South Korean President Moon Jae-in had his wish granted Thursday, when he went up Paektusan in North Korea.
The question now is whether North Korean leader Kim Jong-un will go up the South’s tallest mountain during his expected trip to Seoul this year.
Paektusan is the highest mountain in the North, at about 2,750 meters above sea level, while Hallasan is around 1,950 meters. Abundant folklore and legends involving mythical creatures revolve around both mountains
Moon is an avid hiker, whose mountain trips date back to his college years, when he and first lady Kim Jung-sook scaled mountains on dates. But it is uncertain whether North Korean leader Kim shares this enthusiasm for hiking.
Paektusan Chonji (Pyeongyang Press Corps.)
In footage from the inter-Korean summits this year, Kim appeared to be breathless on short walks.
Furthermore, Moon and Kim did not exactly hike up Paektusan -- they rode in track vehicles and a cable car -- though the South Korean leader was still moved by the experience because he was able to travel up the mountain from North Korea instead of China. The crater lake Chonji on top of Paektusan is only accessible from the North Korean side.

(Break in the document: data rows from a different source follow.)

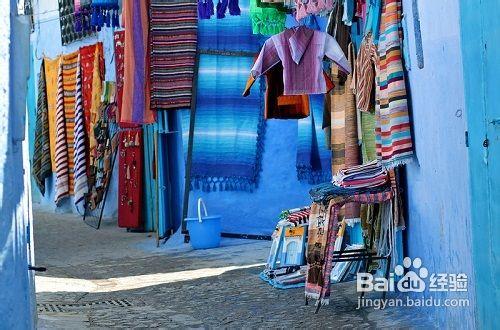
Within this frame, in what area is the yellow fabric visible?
[45,56,61,172]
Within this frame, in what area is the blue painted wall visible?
[30,0,118,217]
[0,0,35,329]
[403,0,475,328]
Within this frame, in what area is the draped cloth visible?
[150,0,198,110]
[33,60,52,195]
[375,0,413,168]
[43,57,61,172]
[183,54,264,191]
[74,55,89,207]
[297,94,332,184]
[119,0,155,125]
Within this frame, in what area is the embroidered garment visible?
[33,60,52,195]
[251,26,351,95]
[150,0,197,110]
[119,0,155,125]
[295,0,334,20]
[375,0,413,168]
[74,56,88,207]
[297,95,332,184]
[43,57,61,172]
[250,0,286,35]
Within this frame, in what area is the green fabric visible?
[361,111,377,164]
[250,0,286,35]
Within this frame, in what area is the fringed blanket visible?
[74,55,89,207]
[119,0,155,125]
[43,57,61,172]
[33,60,52,195]
[183,55,264,191]
[150,0,198,110]
[297,95,332,184]
[375,0,413,168]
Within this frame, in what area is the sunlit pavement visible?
[34,210,434,329]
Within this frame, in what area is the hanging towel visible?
[183,55,264,191]
[33,60,52,195]
[297,95,332,184]
[43,57,61,172]
[120,0,155,125]
[55,65,69,204]
[74,55,88,207]
[150,0,198,110]
[375,0,413,168]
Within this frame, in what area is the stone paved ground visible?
[34,210,434,329]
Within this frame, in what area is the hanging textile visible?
[90,0,120,31]
[120,0,155,125]
[250,0,286,35]
[55,60,69,205]
[198,0,241,19]
[297,95,332,184]
[375,0,413,168]
[74,56,88,207]
[183,55,264,191]
[43,57,61,172]
[32,60,52,195]
[114,31,125,118]
[80,42,105,156]
[150,0,197,110]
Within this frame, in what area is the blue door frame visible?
[460,0,500,329]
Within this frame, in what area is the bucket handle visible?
[198,197,208,223]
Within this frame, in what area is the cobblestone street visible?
[34,211,432,329]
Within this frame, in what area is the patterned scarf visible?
[119,0,155,125]
[33,60,52,195]
[375,0,413,168]
[297,95,332,184]
[150,0,197,110]
[43,57,61,172]
[74,55,88,207]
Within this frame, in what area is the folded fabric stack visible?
[333,161,389,189]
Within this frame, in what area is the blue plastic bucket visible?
[185,198,221,250]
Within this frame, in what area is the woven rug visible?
[375,0,413,168]
[297,95,332,184]
[119,0,155,125]
[150,0,197,110]
[32,60,52,195]
[183,55,264,191]
[44,57,61,172]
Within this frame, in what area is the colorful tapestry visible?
[375,0,413,168]
[297,94,332,184]
[119,0,155,125]
[74,56,88,207]
[114,31,125,118]
[55,59,69,204]
[183,55,264,191]
[150,0,198,110]
[32,60,52,195]
[43,57,61,172]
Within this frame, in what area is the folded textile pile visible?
[333,161,389,189]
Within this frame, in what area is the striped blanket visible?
[150,0,197,110]
[296,95,332,184]
[375,0,413,168]
[183,55,264,191]
[32,60,52,195]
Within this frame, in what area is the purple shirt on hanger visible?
[251,26,351,95]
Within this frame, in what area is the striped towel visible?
[55,60,69,204]
[33,60,52,195]
[150,0,197,110]
[74,55,88,206]
[375,0,413,168]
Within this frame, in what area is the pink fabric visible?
[251,26,351,95]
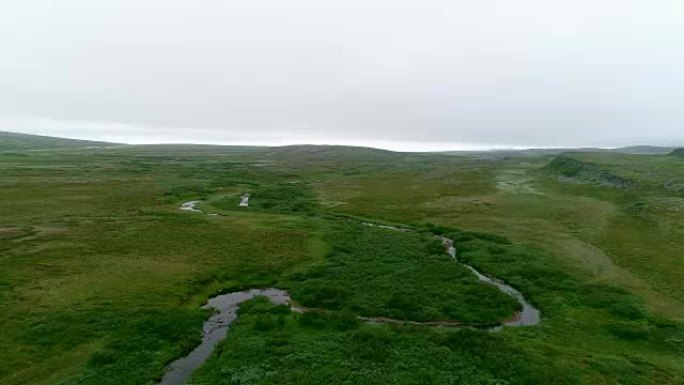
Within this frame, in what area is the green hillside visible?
[0,131,114,151]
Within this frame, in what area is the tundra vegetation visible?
[0,136,684,385]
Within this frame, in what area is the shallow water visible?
[179,201,202,213]
[166,208,541,385]
[159,289,290,385]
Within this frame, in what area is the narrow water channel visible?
[168,201,541,385]
[159,289,290,385]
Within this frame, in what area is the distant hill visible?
[441,146,676,156]
[0,131,115,151]
[670,147,684,158]
[612,146,675,155]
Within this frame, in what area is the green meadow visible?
[0,137,684,385]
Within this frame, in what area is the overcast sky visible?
[0,0,684,149]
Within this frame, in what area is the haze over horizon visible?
[0,0,684,151]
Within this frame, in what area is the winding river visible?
[159,201,541,385]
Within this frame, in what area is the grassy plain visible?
[0,140,684,384]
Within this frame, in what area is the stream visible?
[164,201,541,385]
[159,289,290,385]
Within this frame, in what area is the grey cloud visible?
[0,0,684,147]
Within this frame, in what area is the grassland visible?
[0,136,684,384]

It remains to be seen whether Kim will stand on the peak of the South’s tallest mountain before the end of the year.
A trip to Hallasan by the North Korean leader would carry diplomatic and historic significance. There is a North Korean song that goes “To greet the sun at Paektusan and welcome unification at Hallasan,” as highlighted by Kim’s wife Ri Sol-ju as the leaders of the two Koreas stood at the peak of Paektusan.